California’s Vines Climb In Quality, Popularity



A look at California wines on the 30th Anniversary of the “Judgement of Paris.”


By Louis Marmon


Gazette Newspapers  May 17, 2006


De Loach VineyardsAn event that forever changed the wine world occurred in Paris on May 24, 1976. Noted wine maven Steve Spurrier organized a ‘‘blind” tasting to compare California and French wines. Unexpectedly, the nine French wine experts chose California’s Chateau Montelena Chardonnay and Stags Leap Cabernet Sauvignon as the winners over several well-known French wines. While Europeans were shocked and Americans pleased, California’s reputation as a source of fine wines was established.


During the subsequent 30 years, the quality of California wines has improved steadily. And so has their popularity. California-grown wines account for two of every three bottles sold in the U.S. and more than $800 million worth of California wine is exported every year.


Celebrate the 30th anniversary of that special day in Paris by opening some California wines. Here are several recommendations:


The quintessential California wine is Zinfandel. The Rosenblum Redwood Valley Annette’s Reserve 2003 ($30) is beautifully balanced with blackberry and chocolate flavors. Other good Zins to serve with steaks or burgers from the grill are the raspberry and licorice flavored Lolonis Redwood Valley Zinfandel 2003 ($20) and the Coppola Diamond Red Label Zinfandel 2003 ($17) that has black cherry and plum notes.


As a further affirmation of the importance of California winemaking, several French companies have invested in California properties. An example is the Boisset family, owners of a large number of wine and spirit producers around the world. In 2003, Boisset purchased the De Loach Vineyards, located in California’s Russian River Valley, and soon after, attracted winemaker Greg La Follette to oversee production. At a recent tasting, Jean-Charles Boisset explained, ‘‘Our goal is to keep the sense of place, not to reproduce what is done in France.” He believes that each property has its own unique characteristics and their ambition is to ‘‘have the wine reflect its origin, its identity.” La Follette, a former musician, then physical chemist who taught at UC Davis before becoming a winemaker, agrees: ‘‘The key is to match technique to the growing conditions … working with what nature gives us to maintain the purity of location.”


At a recent tasting, they poured a number of their latest releases including the very good De Loach Russian River Chardonnay 2004 ($16), which has hazelnut aromas and oak, apple and tropical fruit flavors.
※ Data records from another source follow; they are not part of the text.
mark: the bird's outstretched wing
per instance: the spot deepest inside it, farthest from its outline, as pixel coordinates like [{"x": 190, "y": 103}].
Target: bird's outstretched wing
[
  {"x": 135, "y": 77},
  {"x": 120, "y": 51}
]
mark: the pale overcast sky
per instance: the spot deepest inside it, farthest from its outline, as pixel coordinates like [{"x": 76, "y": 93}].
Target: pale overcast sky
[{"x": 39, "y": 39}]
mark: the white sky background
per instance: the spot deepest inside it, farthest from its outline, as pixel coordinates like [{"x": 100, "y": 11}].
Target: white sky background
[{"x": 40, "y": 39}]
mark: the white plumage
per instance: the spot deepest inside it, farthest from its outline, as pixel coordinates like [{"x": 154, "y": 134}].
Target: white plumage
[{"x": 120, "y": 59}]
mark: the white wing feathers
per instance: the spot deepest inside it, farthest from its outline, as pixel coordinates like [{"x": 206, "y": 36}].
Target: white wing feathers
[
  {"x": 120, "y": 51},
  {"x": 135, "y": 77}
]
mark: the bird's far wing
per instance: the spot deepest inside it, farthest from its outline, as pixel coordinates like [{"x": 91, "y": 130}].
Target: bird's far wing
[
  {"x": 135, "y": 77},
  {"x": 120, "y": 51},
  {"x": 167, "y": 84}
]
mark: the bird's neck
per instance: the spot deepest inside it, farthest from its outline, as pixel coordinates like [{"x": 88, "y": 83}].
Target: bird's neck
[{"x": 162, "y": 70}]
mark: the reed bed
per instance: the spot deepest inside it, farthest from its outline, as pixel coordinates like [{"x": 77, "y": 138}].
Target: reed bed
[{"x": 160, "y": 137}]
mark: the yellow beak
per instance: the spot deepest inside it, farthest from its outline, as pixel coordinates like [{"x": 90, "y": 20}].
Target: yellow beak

More opulent is the De Loach O.F.S. Chardonnay 2004 ($30), with a richer body and creamier mouth-feel along with honey, apple and spicy oak notes.


Their Pinot Noirs are clearly ‘‘New World” wines, although Boisset is reluctant to use this term. The value-priced De Loach Russian River Pinot Noir ($18) is lighter in style, with red berry, cherry and cola notes. Made from older vines with small yields, the excellent De Loach O.F.S. Pinot Noir 2003 ($35) has gorgeous cherry and raspberry flavors and a touch of pepper and sweet spices. Well balanced with a complex long finish, buy as much as you can find because these vines were recently uprooted to replant the vineyard.


Beaulieu Vineyards will donate a portion of their May and June sales of their wines to the Chesapeake Bay Trust to support Bay restoration projects. The ‘‘BV” brand includes the renowned Georges de Latour Private Reserve as well as the value-priced BV Costal Estate bottlings. The Beaulieu Vineyard Carneros Chardonnay 2002 ($18) is a great value, with melon, apple and light oak notes. Another very good wine is the black cherry and coffee-flavored Beaulieu Napa Valley Zinfandel Signet Collection 2001 ($28).